The whole multitude was instantly dumb with astonishment. In that land iron was unknown, every weapon was made of copper only, and the thin, bluish-shimmering unknown metal had split in two the shining red sword at the very first blow.

"Woe to Triton, woe!"

The terrified giant tried to protect himself with the broad silver shield, from which the scalps of so many conquered enemies hung down. The descending sword hissed, the uplifted shield groaned, and at the second stroke the people saw the silver buckler split into two pieces for all its potent magic symbols.

"Woe to Triton, woe!"

The stroke brought the giant to his knees. He could now only shield himself with his huge strong arm; but Bar Noemi, with his left hand, grasped his wrist so that the joints cracked, and dealt him, with his right, a last tremendous blow.
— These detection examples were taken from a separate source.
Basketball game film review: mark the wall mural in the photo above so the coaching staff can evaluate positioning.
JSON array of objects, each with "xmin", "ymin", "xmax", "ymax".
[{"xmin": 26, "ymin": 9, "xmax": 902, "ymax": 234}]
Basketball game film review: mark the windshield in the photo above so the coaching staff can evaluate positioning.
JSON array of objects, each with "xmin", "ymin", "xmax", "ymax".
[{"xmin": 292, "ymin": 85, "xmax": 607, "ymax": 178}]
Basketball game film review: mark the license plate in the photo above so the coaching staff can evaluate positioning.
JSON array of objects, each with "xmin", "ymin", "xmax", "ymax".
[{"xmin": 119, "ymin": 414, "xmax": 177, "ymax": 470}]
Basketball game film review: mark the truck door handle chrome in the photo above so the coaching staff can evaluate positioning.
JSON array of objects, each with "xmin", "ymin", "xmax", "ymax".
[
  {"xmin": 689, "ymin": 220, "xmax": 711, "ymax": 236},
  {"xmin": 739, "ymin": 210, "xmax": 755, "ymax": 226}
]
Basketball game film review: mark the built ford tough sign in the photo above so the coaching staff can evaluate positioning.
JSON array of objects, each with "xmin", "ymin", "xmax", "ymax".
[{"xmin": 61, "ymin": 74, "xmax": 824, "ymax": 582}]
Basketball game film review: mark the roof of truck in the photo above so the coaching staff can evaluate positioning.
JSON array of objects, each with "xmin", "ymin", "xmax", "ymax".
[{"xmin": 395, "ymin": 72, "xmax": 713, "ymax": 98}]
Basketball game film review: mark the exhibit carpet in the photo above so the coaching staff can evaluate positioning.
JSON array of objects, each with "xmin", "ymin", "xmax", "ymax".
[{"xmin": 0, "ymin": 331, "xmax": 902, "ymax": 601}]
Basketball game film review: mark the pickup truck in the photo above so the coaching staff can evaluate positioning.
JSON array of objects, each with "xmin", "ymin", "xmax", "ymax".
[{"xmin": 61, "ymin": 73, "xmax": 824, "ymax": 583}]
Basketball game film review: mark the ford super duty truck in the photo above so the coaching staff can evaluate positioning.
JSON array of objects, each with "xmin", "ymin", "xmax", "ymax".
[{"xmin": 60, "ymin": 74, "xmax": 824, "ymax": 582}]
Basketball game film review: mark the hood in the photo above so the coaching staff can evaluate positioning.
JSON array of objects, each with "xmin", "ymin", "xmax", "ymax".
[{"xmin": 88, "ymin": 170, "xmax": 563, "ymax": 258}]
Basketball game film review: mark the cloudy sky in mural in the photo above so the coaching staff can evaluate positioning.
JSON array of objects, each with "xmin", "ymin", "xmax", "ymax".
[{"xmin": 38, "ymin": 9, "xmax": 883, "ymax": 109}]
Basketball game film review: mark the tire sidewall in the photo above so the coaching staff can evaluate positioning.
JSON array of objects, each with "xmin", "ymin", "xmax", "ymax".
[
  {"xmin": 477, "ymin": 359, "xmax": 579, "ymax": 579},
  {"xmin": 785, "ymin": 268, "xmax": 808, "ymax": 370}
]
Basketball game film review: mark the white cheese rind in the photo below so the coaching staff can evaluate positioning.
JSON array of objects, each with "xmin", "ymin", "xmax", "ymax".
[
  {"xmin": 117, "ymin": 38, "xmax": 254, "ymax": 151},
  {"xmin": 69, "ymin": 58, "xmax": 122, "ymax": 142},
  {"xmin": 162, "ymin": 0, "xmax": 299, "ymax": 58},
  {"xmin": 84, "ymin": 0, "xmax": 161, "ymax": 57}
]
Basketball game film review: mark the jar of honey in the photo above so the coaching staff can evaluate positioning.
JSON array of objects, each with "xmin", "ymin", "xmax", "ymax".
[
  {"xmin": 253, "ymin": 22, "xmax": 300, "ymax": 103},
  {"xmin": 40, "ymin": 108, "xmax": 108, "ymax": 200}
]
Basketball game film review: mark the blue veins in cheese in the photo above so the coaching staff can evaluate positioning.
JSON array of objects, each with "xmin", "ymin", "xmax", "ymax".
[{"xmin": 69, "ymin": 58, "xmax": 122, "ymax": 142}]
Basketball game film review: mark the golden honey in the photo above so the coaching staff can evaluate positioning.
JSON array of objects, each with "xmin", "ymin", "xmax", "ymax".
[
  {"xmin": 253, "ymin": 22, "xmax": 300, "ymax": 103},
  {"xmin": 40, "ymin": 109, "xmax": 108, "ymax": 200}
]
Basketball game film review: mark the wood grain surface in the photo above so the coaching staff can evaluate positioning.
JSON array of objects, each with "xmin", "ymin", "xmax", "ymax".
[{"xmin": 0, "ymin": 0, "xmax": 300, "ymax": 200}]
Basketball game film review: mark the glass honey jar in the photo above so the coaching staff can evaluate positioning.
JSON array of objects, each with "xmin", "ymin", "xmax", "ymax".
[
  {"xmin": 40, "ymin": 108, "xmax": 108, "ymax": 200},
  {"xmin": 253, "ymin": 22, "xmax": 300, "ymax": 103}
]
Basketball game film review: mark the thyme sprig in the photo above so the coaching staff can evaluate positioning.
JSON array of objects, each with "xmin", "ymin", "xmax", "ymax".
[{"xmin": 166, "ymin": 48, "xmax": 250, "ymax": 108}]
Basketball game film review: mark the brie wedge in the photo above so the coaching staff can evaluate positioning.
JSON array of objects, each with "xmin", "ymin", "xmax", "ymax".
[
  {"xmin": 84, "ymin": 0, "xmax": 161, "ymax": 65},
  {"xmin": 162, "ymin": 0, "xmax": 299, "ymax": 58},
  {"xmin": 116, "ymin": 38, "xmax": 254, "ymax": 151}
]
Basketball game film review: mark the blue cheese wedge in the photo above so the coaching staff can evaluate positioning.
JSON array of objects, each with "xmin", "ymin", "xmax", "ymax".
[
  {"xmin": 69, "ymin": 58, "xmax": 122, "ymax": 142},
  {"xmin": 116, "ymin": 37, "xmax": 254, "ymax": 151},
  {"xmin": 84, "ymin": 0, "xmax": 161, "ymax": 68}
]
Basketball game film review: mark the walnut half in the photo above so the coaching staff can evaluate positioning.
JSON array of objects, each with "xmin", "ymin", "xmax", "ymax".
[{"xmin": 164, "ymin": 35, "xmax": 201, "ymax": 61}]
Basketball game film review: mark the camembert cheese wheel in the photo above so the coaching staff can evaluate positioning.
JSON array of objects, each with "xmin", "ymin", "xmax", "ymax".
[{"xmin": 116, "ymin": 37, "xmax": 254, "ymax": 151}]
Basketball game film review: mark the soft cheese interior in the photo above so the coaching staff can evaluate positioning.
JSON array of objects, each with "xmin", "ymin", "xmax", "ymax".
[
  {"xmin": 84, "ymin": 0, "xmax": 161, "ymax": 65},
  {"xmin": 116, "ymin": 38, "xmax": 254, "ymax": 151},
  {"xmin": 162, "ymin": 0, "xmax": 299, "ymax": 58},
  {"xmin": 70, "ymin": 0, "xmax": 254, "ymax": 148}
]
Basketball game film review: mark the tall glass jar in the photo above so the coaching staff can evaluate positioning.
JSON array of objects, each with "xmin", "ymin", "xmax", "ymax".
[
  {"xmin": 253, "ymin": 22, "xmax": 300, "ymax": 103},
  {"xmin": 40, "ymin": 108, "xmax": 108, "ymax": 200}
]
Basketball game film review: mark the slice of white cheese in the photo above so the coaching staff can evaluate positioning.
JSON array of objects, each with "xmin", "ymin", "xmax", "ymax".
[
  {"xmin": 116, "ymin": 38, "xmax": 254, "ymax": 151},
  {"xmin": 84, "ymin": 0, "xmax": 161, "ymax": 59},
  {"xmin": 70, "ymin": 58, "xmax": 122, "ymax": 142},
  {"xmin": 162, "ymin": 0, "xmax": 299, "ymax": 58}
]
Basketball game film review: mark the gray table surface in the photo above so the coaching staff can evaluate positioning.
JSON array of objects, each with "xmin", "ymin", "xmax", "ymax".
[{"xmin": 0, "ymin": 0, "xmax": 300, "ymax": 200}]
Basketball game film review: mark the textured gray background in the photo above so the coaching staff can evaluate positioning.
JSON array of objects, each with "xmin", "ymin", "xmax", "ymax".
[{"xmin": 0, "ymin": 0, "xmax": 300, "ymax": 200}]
The diamonds and topazes scattered sparks beneath the swift glancing steel which fell upon them like a thunderbolt, and as if struck by lightning the corpse of the savage giant rolled down the steps of the golden daïs, his glazed eyes stupidly staring at the horror-stricken multitude. The terrified mob fell with their faces to the ground while the priests rent their clothes and flung themselves at Bar Noemi's feet.

With meekly bowed head, the priest of the megatherium crawled towards him, and asked with a trembling voice--

"Thou God from a strange land who dost carry thunderbolts in thy hand, what dost thou require of us?"

"My wife, whom you have taken from me, my Ark of the Covenant wherein are the laws of Jehovah, and then I will leave the city."

At these words Byssenia, with tears of joy in her eyes, stepped forth from behind the pillar which had concealed her, and covered the hands of Bar Noemi, the strong, the irresistible Bar Noemi, with hot kisses.

"Oh, how blessed is this woman!" cried the women of Triton's city, for it had never been their blissful lot to be able to say: "I am the wife of one husband."

None dared to molest Bar Noemi with gibes and taunts as he left the city. The escort they gave him did not even venture to raise their eyes to his face.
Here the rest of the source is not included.